Ora, não exige grande esforço cognitivo para que se alcance a ideia de que a condução coercitiva para interrogatório, ao ser declarada inconstitucional, não pode ser substituída por outro instituto que busque a mesma finalidade, porquanto igualmente inconstitucional. Em se tratando da prisão temporária, deve-se enxergá-la com ainda mais reservas, tendo em vista que se apresenta como medida excepcional e com maior caráter invasivo.
Em verdade, as autoridades, uma vez impedidas de conduzirem coercitivamente o investigado para prestar depoimento, passaram a representar pela prisão temporária ; que, de forma surpreendente, vem sendo autorizada pelos juízes ; alcançado verdadeiramente o mesmo objetivo anterior.
Ocorre que, em que pese a decisão da Suprema Corte trate, em específico, da condução coercitiva, não se pode permitir a utilização de outros institutos jurídicos, de forma subvertida, para o alcance do que já não é mais permitido.

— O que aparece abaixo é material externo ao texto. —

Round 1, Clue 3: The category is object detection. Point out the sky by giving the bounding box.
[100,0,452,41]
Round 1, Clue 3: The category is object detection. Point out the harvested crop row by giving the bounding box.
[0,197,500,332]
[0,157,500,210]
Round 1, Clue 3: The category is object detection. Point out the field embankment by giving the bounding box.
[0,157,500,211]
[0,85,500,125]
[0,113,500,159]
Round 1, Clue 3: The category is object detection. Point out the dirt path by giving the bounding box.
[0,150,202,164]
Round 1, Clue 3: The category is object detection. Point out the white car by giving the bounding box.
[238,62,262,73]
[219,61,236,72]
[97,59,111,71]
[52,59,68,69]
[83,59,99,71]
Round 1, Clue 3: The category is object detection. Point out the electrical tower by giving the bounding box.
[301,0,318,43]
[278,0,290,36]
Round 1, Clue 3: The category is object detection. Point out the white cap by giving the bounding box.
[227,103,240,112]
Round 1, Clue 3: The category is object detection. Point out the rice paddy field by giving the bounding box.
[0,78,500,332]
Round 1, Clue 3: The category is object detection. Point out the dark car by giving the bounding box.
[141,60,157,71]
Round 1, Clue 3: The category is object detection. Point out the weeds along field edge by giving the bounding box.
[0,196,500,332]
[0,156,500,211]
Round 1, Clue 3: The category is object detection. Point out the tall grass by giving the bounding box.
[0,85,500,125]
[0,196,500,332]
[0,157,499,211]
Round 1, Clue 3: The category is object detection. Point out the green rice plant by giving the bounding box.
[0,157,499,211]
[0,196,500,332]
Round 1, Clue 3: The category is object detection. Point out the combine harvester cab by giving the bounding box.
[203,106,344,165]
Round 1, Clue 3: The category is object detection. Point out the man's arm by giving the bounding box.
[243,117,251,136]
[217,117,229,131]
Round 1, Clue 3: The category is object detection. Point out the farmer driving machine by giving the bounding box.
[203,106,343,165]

A grande dificuldade se apresenta no prazo da prisão temporária, que, por ser de até cinco dias, prorrogáveis por igual período, obstaculiza as defesas de levarem as decisões judiciais de decretação da prisão para serem revistas pelos tribunais e, se for o caso, constatarem a ilegalidade mascarada.
É justamente essa a inteligência da manobra engendrada pelas autoridades: decretar a prisão temporária de investigados e conseguir ouvi-los antes que seja tomada qualquer medida que os impeça.
A título de exemplo, tem-se recente decisão do ministro Gilmar Mendes, que restituiu a liberdade do empresário Antônio Venâncio Silva Júnior, após ter a prisão temporária decretada, acolhendo a tese defensiva de que a segregação cautelar teria ocorrido apenas para que os acusados fossem ouvidos, em claro descumprimento do entendimento proferido pela Suprema Corte.
É certo, portanto, que não se pode admitir que as autoridades subvertam a utilização de importantes institutos processuais penais, como a prisão temporária, com o intuito de realizar, ao arrepio do que decidiu o STF, verdadeira condução coercitiva para interrogatório.
O STF fechou a porta para a condução coercitiva para interrogatório, porém, ainda é preciso vedar as janelas a fim de que a condução coercitiva para interrogatório, vestida de prisão temporária, não siga afrontando a autoridade de sua decisão.